China’s central bank sought to reassure money market traders that a spike in short-term interest rates does not signal a dramatic tightening of liquidity, sources have said, in an apparent move to avoid a repeat of a credit panic that roiled markets in June.

The People’s Bank of China also warned against “excessive leverage,” or borrowing, that would leave banks overexposed to sudden spikes in demand for cash, said the sources, who attended a closed-door meeting between a PBOC official and traders from major financial institutions late last week.

China’s short-term interest rates began rising sharply last week, leaving banks stretching for funds even as the central bank repeatedly declined to inject fresh cash.

The central bank official reassured traders that liquidity remained ample and the bank would keep its short-term monetary operations — which it uses to steer the country’s money supply — stable this year, four sources who attended the meeting said.

The jump in rates came after official data showed startling rises in housing prices and increasing inflationary pressure aggravated by capital inflows, leading some economists to argue that China would tighten money conditions to suck excess cash out of the system.

The sources, who included both primary dealers and liquidity strategists, said the official, who is involved in the management of the country’s short-term money supply, blamed the rate rise on institutions failing to adequately anticipate the impact upcoming tax payments would have on demand for cash in the interbank market.
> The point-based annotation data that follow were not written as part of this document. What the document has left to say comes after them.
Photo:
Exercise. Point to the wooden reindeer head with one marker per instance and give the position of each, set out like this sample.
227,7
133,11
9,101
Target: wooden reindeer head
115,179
The official said that actual liquidity conditions were still accommodative.

The sources declined to give the official’s name due to the sensitivity of relations with the regulator, and requested anonymity themselves because they were not authorized to speak to the press.

“The message from the PBOC is the same as last time: warning banks against building up too much leverage,” said a money dealer at a foreign bank in Shanghai. “But the central bank has been clearer this time around by reassuring the market that if participants do underestimate market conditions, it will come to the rescue.”